The role of the Council for Trade and Economic Development (COTED) in boosting the health of the Caribbean Community (CARICOM) was among matters that were brought before the Council which met in Georgetown, Guyana, last week.

Trade Ministers discussed health in recognition of the cross-sectoral linkages and the need for action to confront, in particular, non-communicable diseases (NCDs). NCDs are affecting the health of the Region’s workforce and have the potential to affect the Region’s competitiveness.  Child obesity was also discussed.

The Ministerial Council decided on Friday, 13 November, that it will continue discussions on matters which fall within its purview including: mandatory nutrition labelling on all packaged foods; recommendations on measures to encourage the consumption of healthier foods; nutrition standards and guidelines; food marketing and portion sizes; the level of harmful ingredients in food products; and trade and fiscal measures.

CARICOM Secretary-General, Ambassador Irwin LaRocque, in his address to the opening of the Meeting on Thursday 12 November, placed emphasis on NCDs in the context of the health of the Region’s workforce.
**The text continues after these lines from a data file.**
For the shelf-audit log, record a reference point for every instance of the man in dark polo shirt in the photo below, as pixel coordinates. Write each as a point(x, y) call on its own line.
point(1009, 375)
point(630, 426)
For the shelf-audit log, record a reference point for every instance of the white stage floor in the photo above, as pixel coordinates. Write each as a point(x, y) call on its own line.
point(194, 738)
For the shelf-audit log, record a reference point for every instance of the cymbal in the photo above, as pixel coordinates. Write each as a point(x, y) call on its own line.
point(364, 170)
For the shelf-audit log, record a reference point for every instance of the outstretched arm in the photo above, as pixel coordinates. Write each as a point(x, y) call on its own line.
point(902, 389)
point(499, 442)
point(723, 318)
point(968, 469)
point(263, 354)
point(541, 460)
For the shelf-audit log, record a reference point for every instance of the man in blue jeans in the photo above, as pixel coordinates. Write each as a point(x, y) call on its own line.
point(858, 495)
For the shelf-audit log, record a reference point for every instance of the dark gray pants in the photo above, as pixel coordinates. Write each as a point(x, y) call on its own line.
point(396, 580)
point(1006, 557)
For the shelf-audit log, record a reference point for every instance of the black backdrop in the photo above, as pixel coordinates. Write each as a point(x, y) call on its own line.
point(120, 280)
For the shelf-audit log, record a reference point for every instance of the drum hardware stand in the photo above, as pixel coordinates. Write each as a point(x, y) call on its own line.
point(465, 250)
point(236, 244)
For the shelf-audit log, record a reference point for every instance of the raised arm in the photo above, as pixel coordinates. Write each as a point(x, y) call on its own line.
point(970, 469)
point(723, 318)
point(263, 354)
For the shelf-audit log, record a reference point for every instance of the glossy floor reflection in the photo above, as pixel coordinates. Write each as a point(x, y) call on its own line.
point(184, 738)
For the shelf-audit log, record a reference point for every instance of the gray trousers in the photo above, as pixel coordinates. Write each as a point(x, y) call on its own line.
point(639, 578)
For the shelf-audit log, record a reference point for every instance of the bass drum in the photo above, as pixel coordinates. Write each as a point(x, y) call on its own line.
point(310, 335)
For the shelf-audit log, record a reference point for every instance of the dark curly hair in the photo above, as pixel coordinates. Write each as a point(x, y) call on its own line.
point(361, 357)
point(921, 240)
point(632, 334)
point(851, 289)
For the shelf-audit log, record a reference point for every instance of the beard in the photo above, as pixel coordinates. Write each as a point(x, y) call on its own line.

“… a major factor that affects our competitiveness, and therefore our ability to maximise opportunities both within our Single Market and externally, is the health of our workforce.  Our Region has consistently been recorded among the highest mortality rates related to Non-Communicable Diseases (NCDs) of any region in the Americas, with heart diseases and diabetes responsible for the greatest number of deaths.  More than half the adult population has the presence of at least three of the four major risk factors for cardiovascular diseases and diabetes,” the Secretary-General told COTED delegates.

He cited what he described as “disturbing statistics” to highlight the situation that he said warranted cross-sectoral action to address the burden of unhealthy diets and related NCDs, and their impact on productivity and expenditure – both public and private.

“The seriousness of this issue cannot be overstated.  This Council must join this fight to ensure that there is a healthy workforce to boost competitiveness and productivity by reducing absenteeism in the work place, and the associated costs to the public and private purse with respect to health care,” Ambassador LaRocque said.

The COTED also considered a presentation on the proposed establishment of a Caribbean Regulatory System (CRS) for Medicines. Such a system will lead to improved access and cost of medicines, and will facilitate manufacturers’ access to Regional markets, and product surveillance in the Community.

The Council for Human and Social Development (COHSOD) has recommended the Caribbean Public Health Agency (CARPHA) as the competent Regional body for the CRS for Medicines.